Debugging LLVM

NOTE: If you are looking for info about code generation, please see this chapter instead.

This section is about debugging compiler bugs in code generation (e.g. why the compiler generated some piece of code or crashed in LLVM). LLVM is a big project on its own that probably needs to have its own debugging document (not that I could find one). But here are some tips that are important in a rustc context:

As a general rule, compilers generate lots of information from analyzing code. Thus, a useful first step is usually to find a minimal example. One way to do this is to

  1. create a new crate that reproduces the issue (e.g. adding whatever crate is at fault as a dependency, and using it from there)

  2. minimize the crate by removing external dependencies; that is, moving everything relevant to the new crate

  3. further minimize the issue by making the code shorter (there are tools that help with this like creduce)
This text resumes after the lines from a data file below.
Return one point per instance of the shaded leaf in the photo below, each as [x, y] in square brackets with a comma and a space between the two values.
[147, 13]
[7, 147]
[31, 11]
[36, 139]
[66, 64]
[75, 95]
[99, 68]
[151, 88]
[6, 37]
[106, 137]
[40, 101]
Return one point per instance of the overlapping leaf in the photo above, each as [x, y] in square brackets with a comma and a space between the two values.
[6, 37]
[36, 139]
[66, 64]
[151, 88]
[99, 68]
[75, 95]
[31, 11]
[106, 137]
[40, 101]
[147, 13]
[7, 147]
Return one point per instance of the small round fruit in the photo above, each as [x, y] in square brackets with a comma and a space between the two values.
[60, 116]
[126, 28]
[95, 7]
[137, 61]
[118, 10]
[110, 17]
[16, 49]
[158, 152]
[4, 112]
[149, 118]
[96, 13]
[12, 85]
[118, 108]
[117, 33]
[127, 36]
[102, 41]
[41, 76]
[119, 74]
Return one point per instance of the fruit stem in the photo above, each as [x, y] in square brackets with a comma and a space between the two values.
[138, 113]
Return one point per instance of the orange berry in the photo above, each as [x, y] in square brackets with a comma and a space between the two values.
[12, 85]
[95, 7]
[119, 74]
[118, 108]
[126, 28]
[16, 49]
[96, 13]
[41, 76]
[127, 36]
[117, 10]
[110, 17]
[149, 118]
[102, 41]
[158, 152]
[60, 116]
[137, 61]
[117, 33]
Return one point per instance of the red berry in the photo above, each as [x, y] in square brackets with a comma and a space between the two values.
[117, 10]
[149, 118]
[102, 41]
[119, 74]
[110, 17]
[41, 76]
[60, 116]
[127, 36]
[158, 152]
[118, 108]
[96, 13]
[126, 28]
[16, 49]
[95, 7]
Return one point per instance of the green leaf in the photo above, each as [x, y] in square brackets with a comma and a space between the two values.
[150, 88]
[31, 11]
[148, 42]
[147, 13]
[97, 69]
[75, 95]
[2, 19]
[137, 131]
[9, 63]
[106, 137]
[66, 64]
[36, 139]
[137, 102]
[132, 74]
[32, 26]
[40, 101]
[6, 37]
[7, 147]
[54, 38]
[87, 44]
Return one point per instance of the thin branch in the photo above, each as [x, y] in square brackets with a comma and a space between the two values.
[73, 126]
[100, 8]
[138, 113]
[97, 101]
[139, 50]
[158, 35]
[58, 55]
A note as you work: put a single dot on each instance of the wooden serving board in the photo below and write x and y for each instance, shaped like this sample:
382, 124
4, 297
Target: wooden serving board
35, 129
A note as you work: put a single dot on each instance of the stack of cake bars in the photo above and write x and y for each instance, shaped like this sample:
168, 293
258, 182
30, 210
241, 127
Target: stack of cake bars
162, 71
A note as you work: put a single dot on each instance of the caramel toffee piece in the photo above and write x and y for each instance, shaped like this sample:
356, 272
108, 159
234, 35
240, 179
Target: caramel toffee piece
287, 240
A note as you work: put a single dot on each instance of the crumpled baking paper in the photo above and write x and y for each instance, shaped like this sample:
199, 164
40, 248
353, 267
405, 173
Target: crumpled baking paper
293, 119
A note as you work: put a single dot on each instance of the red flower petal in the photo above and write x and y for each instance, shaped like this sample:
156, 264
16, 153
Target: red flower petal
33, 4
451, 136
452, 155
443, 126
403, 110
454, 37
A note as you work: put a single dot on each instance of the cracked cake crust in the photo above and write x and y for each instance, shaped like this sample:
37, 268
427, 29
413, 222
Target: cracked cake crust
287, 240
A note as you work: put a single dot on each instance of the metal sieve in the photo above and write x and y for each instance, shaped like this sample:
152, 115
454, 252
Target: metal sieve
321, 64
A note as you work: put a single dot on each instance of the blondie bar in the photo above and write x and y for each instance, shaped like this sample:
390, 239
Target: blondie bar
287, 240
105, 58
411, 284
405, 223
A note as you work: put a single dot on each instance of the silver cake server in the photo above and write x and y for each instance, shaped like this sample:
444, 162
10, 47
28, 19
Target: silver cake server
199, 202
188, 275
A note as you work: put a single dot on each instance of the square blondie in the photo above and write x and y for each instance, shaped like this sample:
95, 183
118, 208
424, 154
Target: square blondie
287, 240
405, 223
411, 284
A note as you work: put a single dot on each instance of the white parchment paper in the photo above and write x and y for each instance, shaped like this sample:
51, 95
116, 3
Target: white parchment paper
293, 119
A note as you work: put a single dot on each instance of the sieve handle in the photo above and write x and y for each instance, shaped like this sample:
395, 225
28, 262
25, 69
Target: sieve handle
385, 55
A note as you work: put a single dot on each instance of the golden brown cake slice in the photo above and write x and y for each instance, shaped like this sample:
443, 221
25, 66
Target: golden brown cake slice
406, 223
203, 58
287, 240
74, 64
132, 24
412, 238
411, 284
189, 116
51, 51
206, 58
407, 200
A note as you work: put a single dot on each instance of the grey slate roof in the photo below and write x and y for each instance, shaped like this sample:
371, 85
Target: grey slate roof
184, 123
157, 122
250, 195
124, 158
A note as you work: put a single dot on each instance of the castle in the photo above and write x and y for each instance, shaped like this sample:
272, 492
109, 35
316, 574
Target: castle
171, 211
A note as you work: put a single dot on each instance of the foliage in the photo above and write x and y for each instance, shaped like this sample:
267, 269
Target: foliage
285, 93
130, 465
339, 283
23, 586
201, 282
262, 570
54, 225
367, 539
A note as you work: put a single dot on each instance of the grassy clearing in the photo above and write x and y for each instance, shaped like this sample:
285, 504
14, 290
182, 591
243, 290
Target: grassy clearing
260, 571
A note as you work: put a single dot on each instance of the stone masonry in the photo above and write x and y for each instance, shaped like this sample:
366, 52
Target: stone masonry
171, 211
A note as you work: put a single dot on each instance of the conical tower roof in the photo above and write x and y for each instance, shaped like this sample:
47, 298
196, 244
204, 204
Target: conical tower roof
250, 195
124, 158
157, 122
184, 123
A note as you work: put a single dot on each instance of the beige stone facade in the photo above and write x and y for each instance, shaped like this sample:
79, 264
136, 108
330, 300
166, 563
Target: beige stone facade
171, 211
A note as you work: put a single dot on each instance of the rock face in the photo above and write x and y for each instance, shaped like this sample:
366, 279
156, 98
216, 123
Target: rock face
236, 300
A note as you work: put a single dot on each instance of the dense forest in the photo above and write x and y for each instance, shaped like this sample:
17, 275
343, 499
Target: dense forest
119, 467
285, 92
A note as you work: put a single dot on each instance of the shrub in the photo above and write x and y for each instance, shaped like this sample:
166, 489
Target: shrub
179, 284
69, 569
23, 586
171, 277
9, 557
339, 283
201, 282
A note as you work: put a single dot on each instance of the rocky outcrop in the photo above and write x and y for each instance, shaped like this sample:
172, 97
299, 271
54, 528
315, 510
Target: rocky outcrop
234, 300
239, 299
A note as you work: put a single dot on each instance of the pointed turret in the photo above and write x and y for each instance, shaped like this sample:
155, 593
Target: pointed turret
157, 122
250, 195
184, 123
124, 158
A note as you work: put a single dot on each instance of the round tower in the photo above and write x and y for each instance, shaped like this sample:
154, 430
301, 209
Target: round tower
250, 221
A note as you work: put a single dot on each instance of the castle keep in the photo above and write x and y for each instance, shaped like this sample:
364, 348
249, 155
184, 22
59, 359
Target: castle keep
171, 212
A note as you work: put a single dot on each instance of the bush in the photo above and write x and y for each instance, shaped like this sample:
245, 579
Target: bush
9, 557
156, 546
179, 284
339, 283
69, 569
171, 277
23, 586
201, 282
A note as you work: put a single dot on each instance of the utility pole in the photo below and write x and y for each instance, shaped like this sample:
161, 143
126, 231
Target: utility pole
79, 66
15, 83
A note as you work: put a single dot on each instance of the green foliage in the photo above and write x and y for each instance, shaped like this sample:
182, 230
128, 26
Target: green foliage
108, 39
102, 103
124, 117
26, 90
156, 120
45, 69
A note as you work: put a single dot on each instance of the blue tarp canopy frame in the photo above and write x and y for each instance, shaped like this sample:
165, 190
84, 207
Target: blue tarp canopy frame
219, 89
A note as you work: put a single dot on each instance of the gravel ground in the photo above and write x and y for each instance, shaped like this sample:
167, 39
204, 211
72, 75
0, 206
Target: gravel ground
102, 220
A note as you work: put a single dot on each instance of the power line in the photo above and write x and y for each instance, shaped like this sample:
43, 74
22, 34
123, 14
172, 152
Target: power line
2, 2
The official compilers (including nightlies) have LLVM assertions disabled, which means that LLVM assertion failures can show up as compiler crashes (not ICEs but “real” crashes) and other sorts of weird behavior. If you are encountering these, it is a good idea to try using a compiler with LLVM assertions enabled - either an “alt” nightly or a compiler you build yourself by setting [llvm] assertions=true in your config.toml - and see whether anything turns up.

The rustc build process builds the LLVM tools into ./build/<host-triple>/llvm/bin. They can be called directly.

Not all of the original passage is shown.